PrécedemmentNouvelle rencontre :
Deux individus en armure de cuir, avec un capuchon de tissus verts, se tiennent devant un autre de taille bien plus réduite, drapé dans un tissu bleu électrique lui entourant la tête et tombant dans son dos, au-dessus d’une cotte de mailles lui protégeant le corps. Serais ce un nain ? Mon mentor m’en avait parlé lors d’un cours sur les différentes races qui peuplent notre monde, et ils étaient sans doute les seuls pour qui il avait un peu d’estime. Je n’en avais jamais vu avant mais la description qu’il m’en a faite correspond au physique de l’individu : petit, trapu, forte ossature, musclé et une barbe qui rendrait jaloux n'importe quel homme fier de sa virilité. Mais que ferait-il si loin de ses montagnes ? À côté de lui sa monture attend, aussi silencieuse et immobile que lui, chargée de deux sacs qui ont l’air bien remplis.

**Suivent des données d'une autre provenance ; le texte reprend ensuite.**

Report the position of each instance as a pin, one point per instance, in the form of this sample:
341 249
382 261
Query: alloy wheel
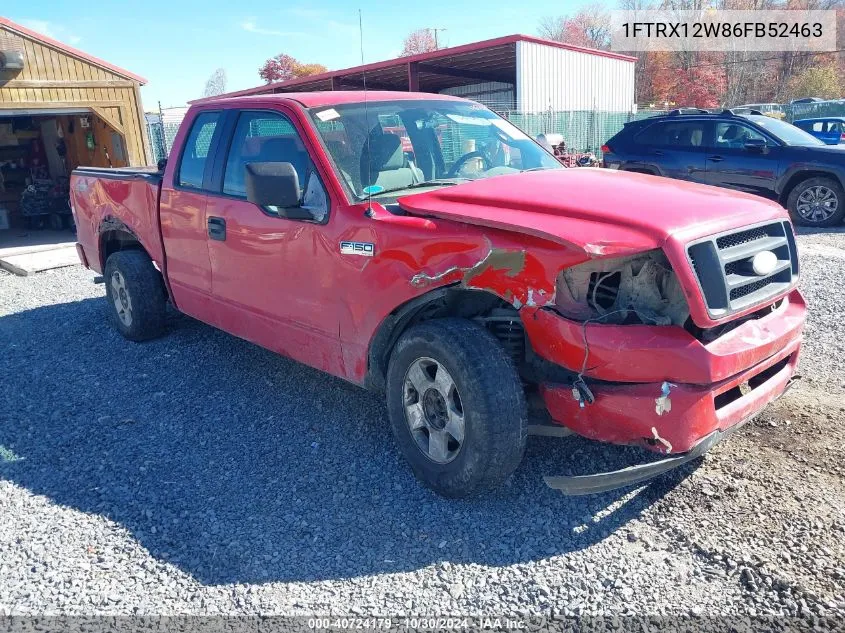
434 410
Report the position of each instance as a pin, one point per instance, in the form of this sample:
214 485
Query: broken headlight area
638 289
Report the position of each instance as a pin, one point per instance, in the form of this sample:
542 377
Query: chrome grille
723 266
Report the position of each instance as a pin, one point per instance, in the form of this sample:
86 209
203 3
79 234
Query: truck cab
422 246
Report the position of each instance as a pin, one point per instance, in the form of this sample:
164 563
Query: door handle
217 228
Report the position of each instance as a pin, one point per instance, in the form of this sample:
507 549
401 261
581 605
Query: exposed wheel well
498 316
800 177
116 240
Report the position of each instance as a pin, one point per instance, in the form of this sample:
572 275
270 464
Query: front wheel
817 202
456 406
135 295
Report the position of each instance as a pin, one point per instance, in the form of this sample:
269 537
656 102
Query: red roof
483 58
69 50
337 97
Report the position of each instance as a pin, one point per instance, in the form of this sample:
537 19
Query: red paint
646 353
625 414
284 284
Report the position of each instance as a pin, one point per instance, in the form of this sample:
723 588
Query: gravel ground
199 474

Je ne suis pas assez proche pour entendre ce qui se passe mais les deux hommes se tiennent devant le nain, l’air moqueur, alors que celui-ci reste stoïque, les bras croisés, fixant du regard un point au loin, entre les deux hommes, un marteau finement gravé repose à ses pieds, comme si l’avait lâché d’un coup. J’arrive finalement à hauteur de la scène, et m'apprêtant à passer mon chemin, l’un des hommes lève soudainement son bras en travers de ma trajectoire, et son compagnon me lance avec un rire moqueur.
« Eh beh dis donc, un deuxième voyageur, désolé mon gars mais pour passer par ici faut payer la taxe » Je tourne lentement ma tête vers lui pour planter mon regard dans ses petits yeux porcins. Il est légèrement plus grand que le nain, qui semble d’ailleurs être plutôt dans la haute moyenne des tailles naines, et rondelet, une fine barbe recouvre ses joues qui s’agitent dans un rire moqueur et idiot à chacune de ses phrases. Sa voix nasillarde et aiguë serait plus crédible dans un rôle de comédien que sur cette route à proférer des menaces dissimulées. Le deuxième, celui qui m’a arrêté, est plus grand et semble bien en forme, contrairement à l’autre son sourire satisfait qui révèle ses dents blanches est plus inquiétant. Je peux voir alors l’éclat de l'épée courte qu’il porte à sa ceinture, alors que son compagnon, tenant déjà ses dagues en main, les agite dans tous les sens en discutant. Je devine facilement qui est la tête et qui est les bras dans ce duo improbable.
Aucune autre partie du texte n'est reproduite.